Oregonians who live on the east side of the Cascade Range have become accustomed to bracing for the annual fire season. It’s a time when we collectively hold our breath and hope that the ravages of catastrophic wildfire won’t destroy private property, critical fish and wildlife habitat, or even take lives.
But what if we could be proactive to limit the potential for wildfire? Develop a solution that would restore forest health, reduce the threat of fire, generate renewable energy and create more jobs in rural Oregon? That’s exactly what a group of us has been trying to do. Unfortunately, the U.S. Environmental Protection Agency is standing in the way of this collaborative solution by failing to fix its own mistake that reversed the long-standing policy on the use of biomass for renewable energy generation.
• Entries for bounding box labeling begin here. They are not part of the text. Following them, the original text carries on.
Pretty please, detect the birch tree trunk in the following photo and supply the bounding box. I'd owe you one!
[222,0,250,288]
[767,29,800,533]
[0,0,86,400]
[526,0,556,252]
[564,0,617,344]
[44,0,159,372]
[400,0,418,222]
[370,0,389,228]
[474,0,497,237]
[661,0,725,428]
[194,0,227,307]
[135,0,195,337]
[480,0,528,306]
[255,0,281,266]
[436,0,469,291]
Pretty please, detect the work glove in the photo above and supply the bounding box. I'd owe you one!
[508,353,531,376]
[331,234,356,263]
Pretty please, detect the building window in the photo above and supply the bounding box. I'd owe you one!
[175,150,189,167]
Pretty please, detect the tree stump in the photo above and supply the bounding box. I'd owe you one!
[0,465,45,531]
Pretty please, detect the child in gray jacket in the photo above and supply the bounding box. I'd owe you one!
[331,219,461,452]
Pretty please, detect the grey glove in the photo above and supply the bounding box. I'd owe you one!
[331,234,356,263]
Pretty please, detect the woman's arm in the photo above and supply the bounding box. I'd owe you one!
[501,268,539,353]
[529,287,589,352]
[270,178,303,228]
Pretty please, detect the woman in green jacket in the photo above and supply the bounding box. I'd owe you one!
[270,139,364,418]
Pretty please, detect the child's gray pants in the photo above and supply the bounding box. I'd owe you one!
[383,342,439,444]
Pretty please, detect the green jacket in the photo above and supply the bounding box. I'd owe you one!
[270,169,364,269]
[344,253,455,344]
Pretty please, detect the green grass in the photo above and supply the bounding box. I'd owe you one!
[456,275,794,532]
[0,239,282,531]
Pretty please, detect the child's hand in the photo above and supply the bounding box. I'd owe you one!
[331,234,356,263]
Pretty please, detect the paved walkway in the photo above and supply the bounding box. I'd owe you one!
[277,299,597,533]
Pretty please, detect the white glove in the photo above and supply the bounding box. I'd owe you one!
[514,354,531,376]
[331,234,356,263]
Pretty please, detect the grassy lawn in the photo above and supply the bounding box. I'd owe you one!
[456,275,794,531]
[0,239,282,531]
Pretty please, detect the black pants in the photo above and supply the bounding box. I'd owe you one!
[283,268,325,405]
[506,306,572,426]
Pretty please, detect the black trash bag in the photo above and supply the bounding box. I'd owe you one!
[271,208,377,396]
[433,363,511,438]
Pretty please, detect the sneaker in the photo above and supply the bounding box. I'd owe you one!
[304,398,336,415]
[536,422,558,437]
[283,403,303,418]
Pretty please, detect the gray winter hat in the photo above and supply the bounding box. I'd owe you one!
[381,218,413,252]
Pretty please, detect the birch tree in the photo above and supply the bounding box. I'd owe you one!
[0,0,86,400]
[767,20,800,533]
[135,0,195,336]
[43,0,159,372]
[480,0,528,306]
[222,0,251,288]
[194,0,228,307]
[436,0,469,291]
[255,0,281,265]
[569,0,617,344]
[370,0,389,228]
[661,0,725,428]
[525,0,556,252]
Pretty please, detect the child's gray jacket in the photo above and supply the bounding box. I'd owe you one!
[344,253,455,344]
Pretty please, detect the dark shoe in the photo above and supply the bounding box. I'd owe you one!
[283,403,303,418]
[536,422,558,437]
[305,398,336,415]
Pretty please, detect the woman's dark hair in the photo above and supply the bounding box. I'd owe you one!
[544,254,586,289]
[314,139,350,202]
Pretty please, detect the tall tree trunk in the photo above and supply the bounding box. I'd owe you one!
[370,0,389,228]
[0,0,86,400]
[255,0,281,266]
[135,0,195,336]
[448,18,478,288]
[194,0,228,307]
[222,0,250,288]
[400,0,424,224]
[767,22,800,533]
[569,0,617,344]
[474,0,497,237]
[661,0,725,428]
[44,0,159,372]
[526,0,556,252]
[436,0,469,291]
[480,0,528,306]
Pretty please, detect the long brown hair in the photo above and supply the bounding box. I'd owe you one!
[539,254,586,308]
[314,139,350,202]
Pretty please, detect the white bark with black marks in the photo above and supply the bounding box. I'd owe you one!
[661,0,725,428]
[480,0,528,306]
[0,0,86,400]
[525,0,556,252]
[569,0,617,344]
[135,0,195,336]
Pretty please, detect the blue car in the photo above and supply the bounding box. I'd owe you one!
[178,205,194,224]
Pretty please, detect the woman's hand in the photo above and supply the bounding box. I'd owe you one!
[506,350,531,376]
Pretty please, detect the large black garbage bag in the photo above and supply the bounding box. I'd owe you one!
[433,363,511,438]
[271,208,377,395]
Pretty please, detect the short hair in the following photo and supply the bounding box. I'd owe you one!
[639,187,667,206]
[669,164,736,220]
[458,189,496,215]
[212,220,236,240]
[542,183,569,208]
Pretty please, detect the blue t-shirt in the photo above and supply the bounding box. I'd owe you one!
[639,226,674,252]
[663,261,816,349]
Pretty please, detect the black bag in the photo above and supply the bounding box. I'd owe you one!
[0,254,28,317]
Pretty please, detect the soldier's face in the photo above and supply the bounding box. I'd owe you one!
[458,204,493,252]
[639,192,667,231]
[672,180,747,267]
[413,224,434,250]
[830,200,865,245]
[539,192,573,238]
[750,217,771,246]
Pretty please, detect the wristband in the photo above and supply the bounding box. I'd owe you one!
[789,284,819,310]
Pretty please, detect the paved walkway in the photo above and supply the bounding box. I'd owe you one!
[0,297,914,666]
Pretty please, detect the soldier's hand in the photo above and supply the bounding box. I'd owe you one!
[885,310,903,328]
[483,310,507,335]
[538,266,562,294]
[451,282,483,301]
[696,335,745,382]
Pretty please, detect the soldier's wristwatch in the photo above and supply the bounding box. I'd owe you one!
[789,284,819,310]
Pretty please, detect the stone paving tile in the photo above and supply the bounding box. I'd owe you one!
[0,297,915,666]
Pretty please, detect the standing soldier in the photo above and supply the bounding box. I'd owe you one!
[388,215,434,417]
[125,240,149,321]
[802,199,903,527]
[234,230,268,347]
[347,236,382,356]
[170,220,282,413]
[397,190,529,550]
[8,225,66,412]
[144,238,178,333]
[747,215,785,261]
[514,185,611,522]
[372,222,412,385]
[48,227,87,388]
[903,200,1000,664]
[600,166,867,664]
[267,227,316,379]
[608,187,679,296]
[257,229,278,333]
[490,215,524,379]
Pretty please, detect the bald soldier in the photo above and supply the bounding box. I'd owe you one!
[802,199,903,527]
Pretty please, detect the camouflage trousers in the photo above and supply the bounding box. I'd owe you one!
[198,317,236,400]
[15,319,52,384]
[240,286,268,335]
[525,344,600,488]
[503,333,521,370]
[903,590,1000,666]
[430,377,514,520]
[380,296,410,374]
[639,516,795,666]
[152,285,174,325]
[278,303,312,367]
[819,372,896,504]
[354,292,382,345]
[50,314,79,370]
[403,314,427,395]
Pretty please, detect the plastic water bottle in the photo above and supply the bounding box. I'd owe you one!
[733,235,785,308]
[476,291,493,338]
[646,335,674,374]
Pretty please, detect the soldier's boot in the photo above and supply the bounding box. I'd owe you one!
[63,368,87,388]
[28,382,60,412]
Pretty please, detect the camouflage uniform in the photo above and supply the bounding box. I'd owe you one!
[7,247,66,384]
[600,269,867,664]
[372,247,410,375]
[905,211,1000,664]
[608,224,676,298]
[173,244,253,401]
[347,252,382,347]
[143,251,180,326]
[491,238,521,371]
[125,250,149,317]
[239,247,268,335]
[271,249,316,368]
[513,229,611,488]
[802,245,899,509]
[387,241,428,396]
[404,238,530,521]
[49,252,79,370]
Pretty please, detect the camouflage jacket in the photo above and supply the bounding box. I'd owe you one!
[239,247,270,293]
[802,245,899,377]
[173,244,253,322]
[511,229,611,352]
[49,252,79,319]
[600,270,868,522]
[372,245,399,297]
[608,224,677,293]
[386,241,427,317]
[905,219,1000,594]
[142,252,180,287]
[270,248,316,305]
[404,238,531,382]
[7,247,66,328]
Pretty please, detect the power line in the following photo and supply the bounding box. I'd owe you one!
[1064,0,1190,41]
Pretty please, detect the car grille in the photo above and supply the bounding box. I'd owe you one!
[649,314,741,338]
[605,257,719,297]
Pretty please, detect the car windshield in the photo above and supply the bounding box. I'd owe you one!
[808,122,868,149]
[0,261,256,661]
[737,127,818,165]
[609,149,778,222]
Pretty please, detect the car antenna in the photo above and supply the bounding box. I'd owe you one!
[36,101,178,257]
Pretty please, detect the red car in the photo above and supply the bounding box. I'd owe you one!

For several years now, my company has been working with the federal government, nonprofit foundations and conservation groups to restore the health of Oregon’s east-side federal forests. The work involves strategically removing forest material in areas at risk of wildfire, while also focusing on improving environmental values, such as fish and wildlife habitat. It’s the type of “win-win” solution Oregonians are known for — a collaboration that requires organizations to come together around the idea of progress, not conflict.
In order to help pay for the projects, our goal is to sell the woody debris we remove from the forest to companies generating renewable biomass energy. This is particularly important in Oregon, which just adopted a new law restricting the sale of coal-generated electricity and requiring more renewable energy generation.
But the inaction of the EPA is holding up further investment in biomass energy. More than six years after the agency acknowledged that it had mistakenly adopted policy treating biomass as a fossil fuel, the EPA has yet to correct the record. This is problematic because the state of Oregon, European Commission, United Nations Intergovernmental Panel on Climate Change and scientists around the world have all recognized biomass as a vital renewable energy source.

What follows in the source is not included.